Rania Mona Zeid Alqaralleh is a PhD candidate in the Department of Civil Engineering at the University of Ottawa, Canada. Her doctoral work investigates the thermophilic and hyper-thermophilic anaerobic co-digestion of thickened waste activated sludge and fat oil and grease (FOG), liquid portion of FOG (L-FOG) and organic fraction of municipal solid waste (OFMSW). Her research aims to improve the biogas production from solid organic waste using different waste combinations, pretreatment methods and thermal enhanced treatment.

Abstract

In the light of climate change, environmental challenges and raising demand on energy, the quest toward developing renewable energy has become an urgent necessity. Renewable energy industries, investments, and related policies have been developed incredibly fast in the recent years [1]. A potential renewable energy source is biogas harvested from different types of organic wastes. Anaerobic digestion (AD) is one of the leading methods applied for generating biogas from organic waste. However, the biogas utilization in wastewater treatment plants (WWTPs) is still limited; for example, in the US less than 10% of the WWTPs produce biogas for beneficial use such as heat and power generation [2]. The WWTPs industry is facing real challenges in deploying the biogas production and utilization, such as; the slow biogas generation rate during the AD process, the low energy content (methane%) of the biogas, and the costs to upgrade the biogas [2,3]. In this study the anaerobic co-digestion of thickened waste activated sludge (TWAS) and the suitable organic wastes will be used to overcome some of the significant economic challenges by improving the AD process, increasing the biogas production with higher methane content, and reducing the final volume of waste. The feasibility of using hyper-thermophilic anaerobic co-digestion of TWAS, organic fraction of municipal solid waste (OFMSW), and fat, oil and grease (FOG) in producing biogas from solid waste will be established.
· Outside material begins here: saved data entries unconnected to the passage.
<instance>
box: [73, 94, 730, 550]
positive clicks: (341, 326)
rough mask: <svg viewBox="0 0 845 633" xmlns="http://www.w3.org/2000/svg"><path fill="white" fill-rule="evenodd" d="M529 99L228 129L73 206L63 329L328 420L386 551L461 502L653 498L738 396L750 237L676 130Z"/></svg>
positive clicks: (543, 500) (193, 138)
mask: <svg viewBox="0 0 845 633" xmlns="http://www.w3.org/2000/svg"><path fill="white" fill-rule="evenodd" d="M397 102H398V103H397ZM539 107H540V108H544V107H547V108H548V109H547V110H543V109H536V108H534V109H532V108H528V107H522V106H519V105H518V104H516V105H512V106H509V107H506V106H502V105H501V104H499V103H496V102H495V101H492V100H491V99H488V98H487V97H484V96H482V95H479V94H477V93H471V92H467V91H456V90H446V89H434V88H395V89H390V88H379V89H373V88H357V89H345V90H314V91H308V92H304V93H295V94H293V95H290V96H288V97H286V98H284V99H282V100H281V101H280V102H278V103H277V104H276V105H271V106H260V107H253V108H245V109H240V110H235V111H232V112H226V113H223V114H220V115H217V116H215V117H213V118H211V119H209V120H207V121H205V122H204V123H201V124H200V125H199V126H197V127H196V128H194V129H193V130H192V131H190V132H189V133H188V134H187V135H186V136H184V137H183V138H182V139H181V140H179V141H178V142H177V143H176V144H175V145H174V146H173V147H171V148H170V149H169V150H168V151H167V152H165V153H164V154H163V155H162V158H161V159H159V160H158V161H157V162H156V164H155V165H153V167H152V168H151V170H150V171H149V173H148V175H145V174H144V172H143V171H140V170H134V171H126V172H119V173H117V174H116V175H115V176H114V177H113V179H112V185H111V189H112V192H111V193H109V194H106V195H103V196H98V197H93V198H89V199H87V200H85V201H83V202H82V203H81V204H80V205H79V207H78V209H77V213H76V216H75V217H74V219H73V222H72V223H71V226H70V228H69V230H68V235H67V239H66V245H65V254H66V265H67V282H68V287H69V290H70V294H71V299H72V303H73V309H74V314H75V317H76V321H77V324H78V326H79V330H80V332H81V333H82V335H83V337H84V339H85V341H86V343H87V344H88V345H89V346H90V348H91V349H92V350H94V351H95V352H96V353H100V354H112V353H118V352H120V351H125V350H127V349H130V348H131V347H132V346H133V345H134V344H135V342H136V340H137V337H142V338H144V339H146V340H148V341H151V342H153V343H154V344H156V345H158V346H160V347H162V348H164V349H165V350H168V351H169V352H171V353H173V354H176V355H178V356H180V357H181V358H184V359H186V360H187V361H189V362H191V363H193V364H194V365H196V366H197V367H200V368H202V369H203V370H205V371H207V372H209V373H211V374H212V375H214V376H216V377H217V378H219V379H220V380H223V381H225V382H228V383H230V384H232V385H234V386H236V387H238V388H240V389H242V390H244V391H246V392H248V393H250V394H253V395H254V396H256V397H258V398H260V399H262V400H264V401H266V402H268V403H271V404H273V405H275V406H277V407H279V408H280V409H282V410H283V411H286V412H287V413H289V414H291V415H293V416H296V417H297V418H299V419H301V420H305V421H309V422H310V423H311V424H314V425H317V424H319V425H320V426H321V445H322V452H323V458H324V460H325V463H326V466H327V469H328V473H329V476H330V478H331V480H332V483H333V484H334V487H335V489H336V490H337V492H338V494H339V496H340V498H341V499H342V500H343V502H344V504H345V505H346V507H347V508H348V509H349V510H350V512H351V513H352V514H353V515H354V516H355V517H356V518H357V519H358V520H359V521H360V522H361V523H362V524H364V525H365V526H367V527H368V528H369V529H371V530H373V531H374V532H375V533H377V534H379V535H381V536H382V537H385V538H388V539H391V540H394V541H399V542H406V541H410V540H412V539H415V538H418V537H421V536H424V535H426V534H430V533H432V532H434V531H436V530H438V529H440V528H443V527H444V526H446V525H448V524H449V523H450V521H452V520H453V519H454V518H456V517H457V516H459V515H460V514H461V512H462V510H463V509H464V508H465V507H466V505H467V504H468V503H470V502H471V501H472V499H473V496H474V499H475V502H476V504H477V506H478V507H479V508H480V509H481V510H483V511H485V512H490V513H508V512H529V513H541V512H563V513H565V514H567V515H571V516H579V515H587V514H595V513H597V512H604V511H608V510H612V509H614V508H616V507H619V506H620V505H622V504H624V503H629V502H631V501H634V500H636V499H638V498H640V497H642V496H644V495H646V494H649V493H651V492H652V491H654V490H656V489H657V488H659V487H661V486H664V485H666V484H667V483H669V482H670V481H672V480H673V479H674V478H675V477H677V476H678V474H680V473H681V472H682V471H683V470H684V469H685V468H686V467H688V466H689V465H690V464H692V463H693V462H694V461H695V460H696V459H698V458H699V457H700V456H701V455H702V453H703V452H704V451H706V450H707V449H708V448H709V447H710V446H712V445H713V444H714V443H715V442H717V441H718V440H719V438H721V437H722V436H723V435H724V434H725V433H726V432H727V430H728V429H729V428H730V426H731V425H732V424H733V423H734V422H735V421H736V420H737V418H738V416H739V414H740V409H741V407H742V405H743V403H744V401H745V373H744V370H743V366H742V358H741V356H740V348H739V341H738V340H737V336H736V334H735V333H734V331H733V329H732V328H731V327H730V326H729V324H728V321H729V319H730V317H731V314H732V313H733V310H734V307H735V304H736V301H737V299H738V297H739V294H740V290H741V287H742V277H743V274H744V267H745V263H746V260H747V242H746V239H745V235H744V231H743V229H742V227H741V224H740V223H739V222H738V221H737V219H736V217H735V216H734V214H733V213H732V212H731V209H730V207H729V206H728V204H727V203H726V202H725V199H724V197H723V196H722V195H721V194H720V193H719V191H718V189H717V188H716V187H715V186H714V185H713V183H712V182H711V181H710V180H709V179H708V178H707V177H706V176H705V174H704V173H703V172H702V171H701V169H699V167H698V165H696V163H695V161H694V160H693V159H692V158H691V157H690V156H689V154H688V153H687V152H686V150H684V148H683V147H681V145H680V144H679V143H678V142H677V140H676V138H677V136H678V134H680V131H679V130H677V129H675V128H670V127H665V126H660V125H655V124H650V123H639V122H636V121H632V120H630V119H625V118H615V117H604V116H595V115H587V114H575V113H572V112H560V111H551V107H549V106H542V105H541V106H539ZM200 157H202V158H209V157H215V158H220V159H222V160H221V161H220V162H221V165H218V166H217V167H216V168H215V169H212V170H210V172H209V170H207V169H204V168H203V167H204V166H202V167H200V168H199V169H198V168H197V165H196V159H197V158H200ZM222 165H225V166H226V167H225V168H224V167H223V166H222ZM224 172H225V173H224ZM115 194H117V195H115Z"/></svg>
The hyper-thermophilic co-digestion at high temperature (70ᵒC) has the potential to improve the anaerobic degradation of the organic waste mixture [4]. Whereas the use of OFMSW and FOG with the right concentrations will not only improve the C: N ratios in the digestion mixture leading to a significant increase in biogas production, but it also helps in converting these organic waste streams from landfills and that means increasing the lifespan of existing landfills and improving the sustainable development by improving waste to energy conversion.